We can examine the quality of the fit by looking at the residual TDS for each point—that is, the difference between the measurement and the fit.
This is quite a good fit, since the residuals are less than half the DiFluid R2 Extract’s claimed accuracy of ±0.03% TDS.
It’s worth noting that this is probably not the actual fit used by the refractometer. Internally, the DiFluid likely uses a more complex fit based on the raw refractive index and temperature measurements. But this will give us a baseline for the next step.
Oven dried TDS vs. refractive index
Next, let’s look at a plot of oven dried TDS vs. refractive index.
We fit the whole data set with a single quadratic curve. Then we can look at the residual TDS, this time plotting each coffee separately.
The error bars in these plots show the 95% confidence interval for each measurement, based on uncertainty in the weight measurements used to calculate oven dried TDS.
The plot shows that any difference between the coffees is smaller than the uncertainty in this experiment, and probably smaller than the claimed accuracy of both the DiFluid R2 Extract and VST refractometers (about ±0.03% TDS).

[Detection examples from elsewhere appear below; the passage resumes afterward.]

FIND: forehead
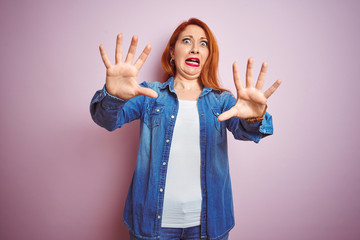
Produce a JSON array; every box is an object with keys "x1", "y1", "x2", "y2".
[{"x1": 180, "y1": 25, "x2": 206, "y2": 38}]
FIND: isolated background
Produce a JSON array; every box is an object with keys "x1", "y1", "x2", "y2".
[{"x1": 0, "y1": 0, "x2": 360, "y2": 240}]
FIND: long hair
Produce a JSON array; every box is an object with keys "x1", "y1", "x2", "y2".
[{"x1": 161, "y1": 18, "x2": 227, "y2": 91}]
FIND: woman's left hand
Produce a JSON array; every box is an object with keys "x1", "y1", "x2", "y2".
[{"x1": 218, "y1": 58, "x2": 281, "y2": 121}]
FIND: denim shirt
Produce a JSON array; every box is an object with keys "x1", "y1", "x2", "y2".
[{"x1": 90, "y1": 77, "x2": 273, "y2": 240}]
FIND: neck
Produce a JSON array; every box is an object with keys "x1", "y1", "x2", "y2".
[{"x1": 174, "y1": 76, "x2": 203, "y2": 90}]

As mentioned above, we can use the quadratic fit to check for any errors due to changes in the empty weight of our sample boats. The quadratic fit gives a TDS of -0.04% when refractive index is 1.3330, i.e., for distilled water. This offset is on the same order as the uncerainty in our oven dried TDS measurements, so there does not seem to be any indication that the change in weight has had a significant effect on these results.

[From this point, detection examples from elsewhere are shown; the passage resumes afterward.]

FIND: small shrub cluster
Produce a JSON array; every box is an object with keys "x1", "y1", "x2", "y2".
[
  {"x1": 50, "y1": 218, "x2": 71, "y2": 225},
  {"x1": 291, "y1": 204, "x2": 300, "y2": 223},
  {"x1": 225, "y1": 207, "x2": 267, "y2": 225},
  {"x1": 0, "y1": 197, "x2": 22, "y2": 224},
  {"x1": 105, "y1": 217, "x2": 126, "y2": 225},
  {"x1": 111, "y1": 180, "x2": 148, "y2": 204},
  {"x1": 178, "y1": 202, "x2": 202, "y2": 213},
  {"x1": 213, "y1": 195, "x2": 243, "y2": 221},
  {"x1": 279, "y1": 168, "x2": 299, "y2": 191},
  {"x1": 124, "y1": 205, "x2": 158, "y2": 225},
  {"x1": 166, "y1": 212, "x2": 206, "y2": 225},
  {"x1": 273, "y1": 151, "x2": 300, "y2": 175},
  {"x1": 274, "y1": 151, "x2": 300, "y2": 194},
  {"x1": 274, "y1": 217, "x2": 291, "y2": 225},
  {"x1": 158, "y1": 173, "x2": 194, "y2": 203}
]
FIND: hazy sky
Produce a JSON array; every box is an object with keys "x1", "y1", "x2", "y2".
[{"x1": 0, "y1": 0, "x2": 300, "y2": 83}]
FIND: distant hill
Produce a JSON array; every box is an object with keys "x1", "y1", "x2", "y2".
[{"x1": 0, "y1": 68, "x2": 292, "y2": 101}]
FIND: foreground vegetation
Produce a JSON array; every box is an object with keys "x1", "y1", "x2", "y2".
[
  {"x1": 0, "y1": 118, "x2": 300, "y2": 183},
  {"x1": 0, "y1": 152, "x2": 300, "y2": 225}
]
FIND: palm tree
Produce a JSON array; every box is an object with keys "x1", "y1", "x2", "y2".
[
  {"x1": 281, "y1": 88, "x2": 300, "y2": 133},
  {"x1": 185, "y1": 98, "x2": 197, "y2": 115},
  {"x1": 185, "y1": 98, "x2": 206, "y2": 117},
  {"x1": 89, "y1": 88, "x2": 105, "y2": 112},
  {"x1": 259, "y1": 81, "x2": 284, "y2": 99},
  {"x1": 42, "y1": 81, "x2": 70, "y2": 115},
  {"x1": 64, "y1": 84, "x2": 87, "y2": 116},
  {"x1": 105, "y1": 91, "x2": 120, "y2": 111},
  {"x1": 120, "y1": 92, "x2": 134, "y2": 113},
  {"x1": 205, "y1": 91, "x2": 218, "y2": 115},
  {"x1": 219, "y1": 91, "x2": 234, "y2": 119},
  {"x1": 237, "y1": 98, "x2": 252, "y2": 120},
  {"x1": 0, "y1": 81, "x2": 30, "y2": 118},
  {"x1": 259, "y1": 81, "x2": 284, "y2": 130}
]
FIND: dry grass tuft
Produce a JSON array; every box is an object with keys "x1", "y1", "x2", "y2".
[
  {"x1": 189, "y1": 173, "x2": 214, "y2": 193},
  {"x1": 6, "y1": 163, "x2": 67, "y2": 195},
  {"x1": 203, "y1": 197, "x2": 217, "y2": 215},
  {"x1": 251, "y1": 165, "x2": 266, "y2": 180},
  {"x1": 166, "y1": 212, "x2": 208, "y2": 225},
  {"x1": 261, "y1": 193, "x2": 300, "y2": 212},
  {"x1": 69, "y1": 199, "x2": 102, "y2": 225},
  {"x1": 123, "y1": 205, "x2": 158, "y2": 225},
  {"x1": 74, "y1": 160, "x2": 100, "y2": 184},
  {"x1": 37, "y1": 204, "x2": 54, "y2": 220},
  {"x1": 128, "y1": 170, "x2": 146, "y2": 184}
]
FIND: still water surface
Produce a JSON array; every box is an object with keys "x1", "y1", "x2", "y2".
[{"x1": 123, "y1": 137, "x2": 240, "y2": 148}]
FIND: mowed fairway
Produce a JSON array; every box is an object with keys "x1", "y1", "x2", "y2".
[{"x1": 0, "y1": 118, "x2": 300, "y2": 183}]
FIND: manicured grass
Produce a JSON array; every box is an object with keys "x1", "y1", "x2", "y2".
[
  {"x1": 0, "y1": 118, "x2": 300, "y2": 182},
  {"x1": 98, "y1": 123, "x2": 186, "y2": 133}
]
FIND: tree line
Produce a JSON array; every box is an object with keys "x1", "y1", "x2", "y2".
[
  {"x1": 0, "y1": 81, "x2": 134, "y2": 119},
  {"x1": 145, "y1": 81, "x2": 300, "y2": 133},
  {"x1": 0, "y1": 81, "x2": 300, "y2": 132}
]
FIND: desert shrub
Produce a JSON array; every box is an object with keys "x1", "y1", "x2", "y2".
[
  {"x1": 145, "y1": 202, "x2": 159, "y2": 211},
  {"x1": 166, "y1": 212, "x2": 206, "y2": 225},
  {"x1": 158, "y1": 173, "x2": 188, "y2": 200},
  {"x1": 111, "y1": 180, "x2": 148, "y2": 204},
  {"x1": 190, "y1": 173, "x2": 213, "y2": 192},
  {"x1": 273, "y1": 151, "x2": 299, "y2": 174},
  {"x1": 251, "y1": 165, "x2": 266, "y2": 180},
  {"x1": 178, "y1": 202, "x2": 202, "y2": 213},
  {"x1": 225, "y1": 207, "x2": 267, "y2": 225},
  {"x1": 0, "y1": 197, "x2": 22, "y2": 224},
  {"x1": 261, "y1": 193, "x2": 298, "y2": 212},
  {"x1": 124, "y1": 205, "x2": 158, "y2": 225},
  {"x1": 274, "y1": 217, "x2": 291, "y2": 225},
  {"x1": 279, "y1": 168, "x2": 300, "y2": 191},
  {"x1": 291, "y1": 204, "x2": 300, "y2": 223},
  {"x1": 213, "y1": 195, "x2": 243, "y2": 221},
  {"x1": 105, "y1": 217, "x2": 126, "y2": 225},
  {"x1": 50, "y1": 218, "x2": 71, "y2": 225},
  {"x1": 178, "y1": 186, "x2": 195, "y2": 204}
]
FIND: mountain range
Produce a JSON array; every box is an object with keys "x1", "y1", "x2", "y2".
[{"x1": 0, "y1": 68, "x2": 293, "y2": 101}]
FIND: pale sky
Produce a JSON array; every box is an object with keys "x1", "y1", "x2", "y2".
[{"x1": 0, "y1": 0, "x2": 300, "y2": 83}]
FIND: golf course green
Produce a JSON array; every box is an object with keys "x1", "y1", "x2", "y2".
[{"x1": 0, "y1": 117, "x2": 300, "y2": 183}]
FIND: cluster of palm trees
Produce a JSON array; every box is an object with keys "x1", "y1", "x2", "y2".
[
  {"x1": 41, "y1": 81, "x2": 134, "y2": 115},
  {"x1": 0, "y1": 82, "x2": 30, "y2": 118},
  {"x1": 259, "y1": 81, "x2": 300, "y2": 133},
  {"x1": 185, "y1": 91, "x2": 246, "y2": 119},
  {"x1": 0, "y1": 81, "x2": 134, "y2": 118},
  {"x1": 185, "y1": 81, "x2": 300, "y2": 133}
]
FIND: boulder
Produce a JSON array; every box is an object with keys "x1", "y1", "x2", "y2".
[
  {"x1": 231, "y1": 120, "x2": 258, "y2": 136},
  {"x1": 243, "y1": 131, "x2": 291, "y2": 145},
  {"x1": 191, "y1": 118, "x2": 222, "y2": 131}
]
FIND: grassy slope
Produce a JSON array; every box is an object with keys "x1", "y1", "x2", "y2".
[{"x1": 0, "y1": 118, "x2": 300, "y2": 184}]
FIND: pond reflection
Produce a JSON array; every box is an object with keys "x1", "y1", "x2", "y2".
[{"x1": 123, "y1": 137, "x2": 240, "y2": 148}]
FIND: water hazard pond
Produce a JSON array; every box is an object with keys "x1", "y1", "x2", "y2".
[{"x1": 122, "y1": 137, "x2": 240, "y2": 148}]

Comparison with Illy and DiFluid TDS
Finally, we can compare oven dried TDS measurements with the results given by the DiFluid R2 Extract, and also with the results from Illy.
Oven dried TDS is very nearly 96% of the DiFluid measurement. Liang et al. calculate a volatilization ratio of a little over 2% for the coffee used in their experiment, so it seems plausible that the difference here is due to volatilization during oven drying, especially considering that our coffees were less than a week off roast.
Given how similar the results are for the coffees used in this experiment, it is difficult to account for the large difference between our results and Illy’s. Certainly, some of this could be due to differences in varietal (robusta vs. arabica) and roast level (perhaps the coffee used by Illy is a very dark roast), but I would have expected to see some suggestion of these differences in our results.
In this experiment, I used coils of filter paper to speed the drying process. In principle, this gives a more accurate measurement with less thermal degradation of the sample. However, in practice it seems as though the filter paper used here absorbs moisture quickly from the atmosphere, which could introduce error into the measurement.
Mitchell suggests other possible absorbents as well as filter paper coils. Materials like sand or celite may be worth exploring in future experiments.
In this experiment, we were not able to distinguish the four coffees in terms of TDS vs. refractive index. This surprised me, both because of the data reported by Illy, but also because the taste and smell of the four coffees were quite different. This underscores the crucial role of trace compounds in the sensory experience of coffee.
Finally, we noted that oven dried TDS measurements are about 96% of the value reported by the DiFluid R2 Extract. We have previously validated the instrument’s refractive index measurements using sucrose solutions, so it seems likely that the DiFluid refractometer’s TDS estimate includes volatile compounds which are lost during oven drying.